Мне показалось, что идея заниматься психологией так понравилась Марку, что он сам загорелся ею.

– К тому же, – продолжал он, – насколько я знаю, существует несколько различных направлений – психология поведения, психология мышления, клиническая психология, экспериментальная и другие. Я бы тебе посоветовал узнать у себя в университете про клиническую, потому что, – он задумался, – во-первых, она самая что ни на есть «про людей». Другие занимаются мышками, голубями и прочей живностью, исследуют их рефлексы, поведение. Что тоже интересно, но к людям все это хотя и имеет отношение, но не самое непосредственное. Во-вторых, суть вещей-мы ведь о сути вещей говорили – лучше всего изучать на аномалиях, а клиническая психология занимается именно больными душами. В-третьих, глядишь, выучишься, и вылечишь кого-то, и принесешь пользу, а это очень важно в работе – видеть ее результаты, и немногие профессии позволяют получать такое на самом деле колоссальное удовольствие. В-четвертых, можно будет открыть свою практику, и хотя мы ни о каких деньгах сейчас не говорим, именно частная практика дает большую часть дохода.
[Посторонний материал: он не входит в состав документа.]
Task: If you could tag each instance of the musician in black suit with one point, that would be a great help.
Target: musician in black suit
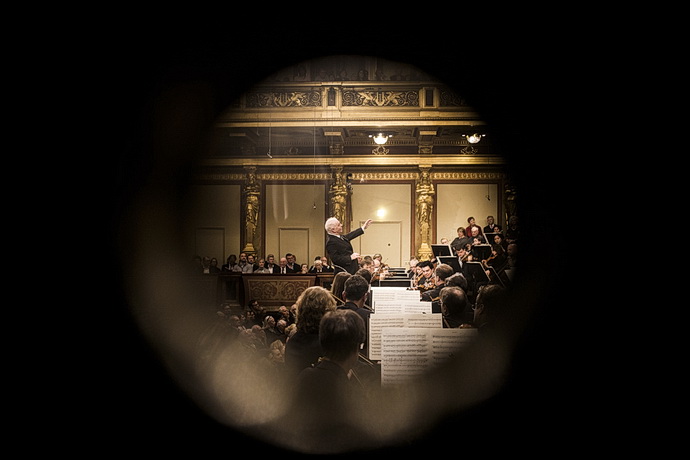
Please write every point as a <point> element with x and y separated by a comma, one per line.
<point>339,247</point>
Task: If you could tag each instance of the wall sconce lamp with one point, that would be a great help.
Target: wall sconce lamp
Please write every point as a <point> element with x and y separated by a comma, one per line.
<point>473,138</point>
<point>380,138</point>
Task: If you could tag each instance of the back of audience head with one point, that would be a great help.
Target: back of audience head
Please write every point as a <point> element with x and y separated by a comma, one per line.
<point>443,271</point>
<point>341,332</point>
<point>356,287</point>
<point>490,305</point>
<point>453,301</point>
<point>457,279</point>
<point>338,284</point>
<point>312,304</point>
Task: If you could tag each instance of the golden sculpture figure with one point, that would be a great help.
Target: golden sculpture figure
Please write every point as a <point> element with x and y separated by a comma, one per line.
<point>252,206</point>
<point>338,194</point>
<point>425,209</point>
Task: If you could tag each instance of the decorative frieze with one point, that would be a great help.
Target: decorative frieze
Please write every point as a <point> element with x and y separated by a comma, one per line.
<point>360,98</point>
<point>307,97</point>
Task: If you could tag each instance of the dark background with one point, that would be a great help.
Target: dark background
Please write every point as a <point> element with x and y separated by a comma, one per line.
<point>522,88</point>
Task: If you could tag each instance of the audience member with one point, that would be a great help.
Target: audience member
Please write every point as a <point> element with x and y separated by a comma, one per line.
<point>328,393</point>
<point>291,263</point>
<point>338,286</point>
<point>261,266</point>
<point>270,326</point>
<point>317,267</point>
<point>282,329</point>
<point>425,281</point>
<point>472,223</point>
<point>302,349</point>
<point>457,279</point>
<point>243,261</point>
<point>326,266</point>
<point>282,266</point>
<point>250,266</point>
<point>286,314</point>
<point>461,241</point>
<point>512,231</point>
<point>231,264</point>
<point>412,264</point>
<point>490,305</point>
<point>511,252</point>
<point>367,263</point>
<point>454,307</point>
<point>355,295</point>
<point>364,273</point>
<point>271,264</point>
<point>491,226</point>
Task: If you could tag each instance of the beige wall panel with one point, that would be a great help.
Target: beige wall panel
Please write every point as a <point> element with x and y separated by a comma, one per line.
<point>289,206</point>
<point>391,205</point>
<point>296,241</point>
<point>214,206</point>
<point>211,242</point>
<point>456,202</point>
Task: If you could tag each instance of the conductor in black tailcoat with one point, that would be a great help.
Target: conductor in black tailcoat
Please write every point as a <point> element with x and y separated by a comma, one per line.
<point>339,248</point>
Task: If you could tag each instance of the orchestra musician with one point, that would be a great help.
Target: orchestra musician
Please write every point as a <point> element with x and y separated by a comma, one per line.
<point>339,247</point>
<point>425,280</point>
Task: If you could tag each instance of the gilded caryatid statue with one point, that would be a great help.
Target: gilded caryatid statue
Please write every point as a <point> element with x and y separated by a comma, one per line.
<point>425,210</point>
<point>252,207</point>
<point>338,193</point>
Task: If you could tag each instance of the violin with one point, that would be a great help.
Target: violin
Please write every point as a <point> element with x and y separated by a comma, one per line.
<point>486,261</point>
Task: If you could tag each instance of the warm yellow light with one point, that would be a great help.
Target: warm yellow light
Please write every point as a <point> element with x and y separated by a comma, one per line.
<point>474,138</point>
<point>380,138</point>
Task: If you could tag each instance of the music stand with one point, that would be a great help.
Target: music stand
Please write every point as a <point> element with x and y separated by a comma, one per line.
<point>502,280</point>
<point>450,260</point>
<point>490,237</point>
<point>442,250</point>
<point>476,271</point>
<point>481,251</point>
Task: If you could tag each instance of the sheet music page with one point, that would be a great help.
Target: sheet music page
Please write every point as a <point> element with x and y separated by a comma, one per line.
<point>377,321</point>
<point>424,320</point>
<point>405,353</point>
<point>386,293</point>
<point>417,307</point>
<point>392,293</point>
<point>389,306</point>
<point>408,352</point>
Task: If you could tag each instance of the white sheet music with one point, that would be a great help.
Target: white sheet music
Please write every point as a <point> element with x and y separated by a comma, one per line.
<point>408,352</point>
<point>402,306</point>
<point>377,321</point>
<point>392,293</point>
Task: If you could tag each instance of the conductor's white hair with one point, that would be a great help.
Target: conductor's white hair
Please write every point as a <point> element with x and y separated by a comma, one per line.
<point>331,222</point>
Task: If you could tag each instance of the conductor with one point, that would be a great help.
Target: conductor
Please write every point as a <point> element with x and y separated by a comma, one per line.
<point>339,248</point>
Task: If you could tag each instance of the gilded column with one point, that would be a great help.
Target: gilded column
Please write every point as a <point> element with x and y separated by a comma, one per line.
<point>252,208</point>
<point>338,193</point>
<point>425,210</point>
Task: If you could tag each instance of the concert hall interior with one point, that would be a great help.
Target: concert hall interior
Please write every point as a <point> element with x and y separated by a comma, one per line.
<point>234,153</point>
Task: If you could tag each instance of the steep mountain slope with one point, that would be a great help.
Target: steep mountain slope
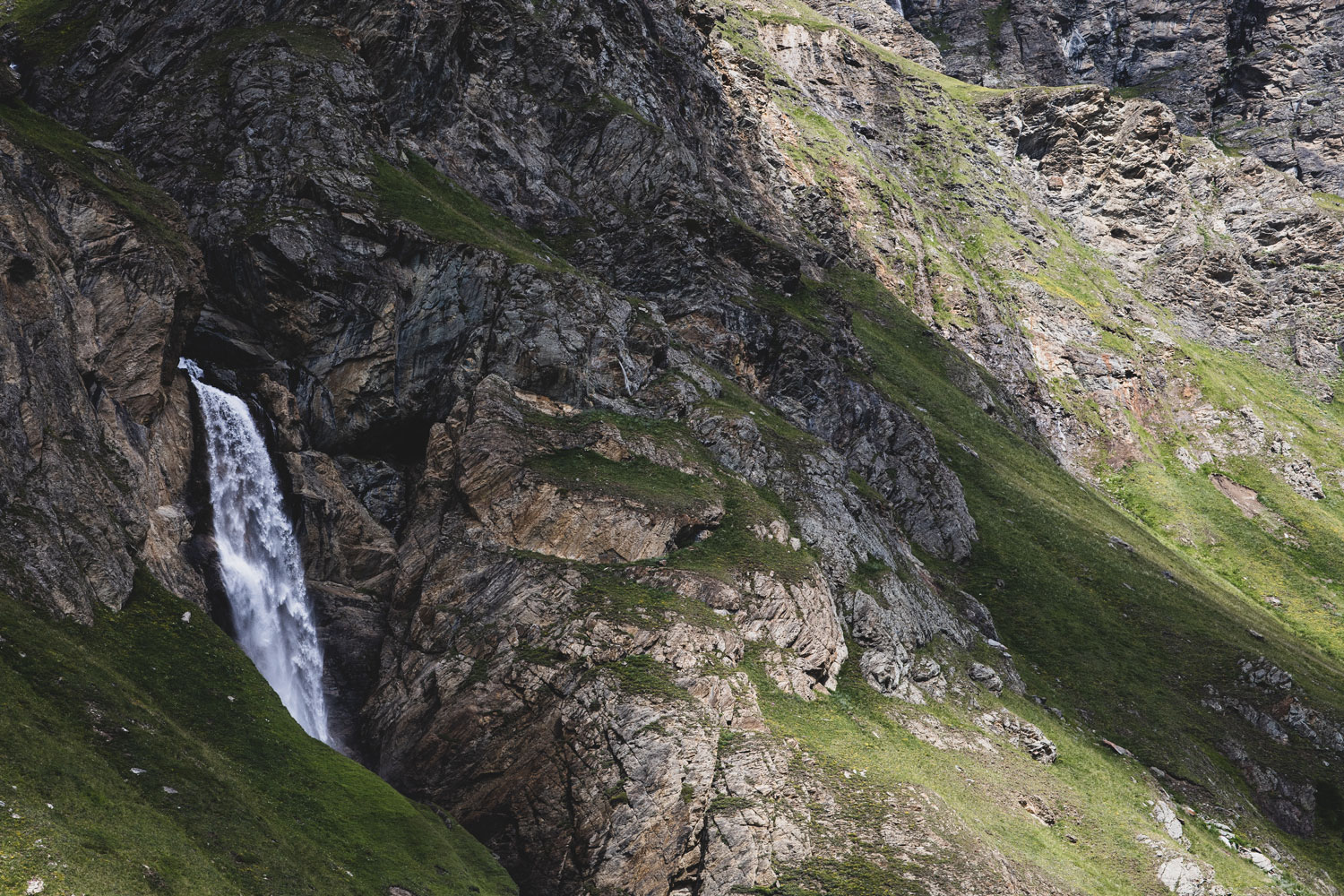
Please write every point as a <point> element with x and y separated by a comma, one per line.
<point>731,455</point>
<point>1261,77</point>
<point>145,754</point>
<point>142,751</point>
Я слушала внимательно, но все же ждала, когда он перестанет перечислять по пунктам преимущества своей идеи.

– В-пятых, – не унимался он, – я почти ничего про клиническую психологию не знаю, и мне тоже будет интересно.

Я скорчила гримасу недоумения: мол, а ты-то тут при чем, и, не выдержав, спросила с сомнением:

– А ты что, тоже пойдешь учиться вместе со мной?

– Я всегда буду учиться вместе с тобой. – Он перегнулся через стол, поцеловал меня в лоб холодными от мороженого губами, так что я вздрогнула. – А потом, когда-нибудь, я буду учиться у тебя, – добавил он, садясь на место.

Сейчас я уже не помню, когда впервые подумала о психологии как о странной и единственной науке, которая амбициозно ставит своей главенствующей, хотя и замаскированной целью познание человеческой души. Пусть цель и недостижима, но тем более захватывает поступательность, тем более волнующим является каждый шаг. Но что я точно помню, это то, что именно тот вечер в маленьком кафе с Марком, незаметно внушавшим мне свои мысли, и явился пунктом, от которого начался отсчет моего самозабвенного погружения в загадку.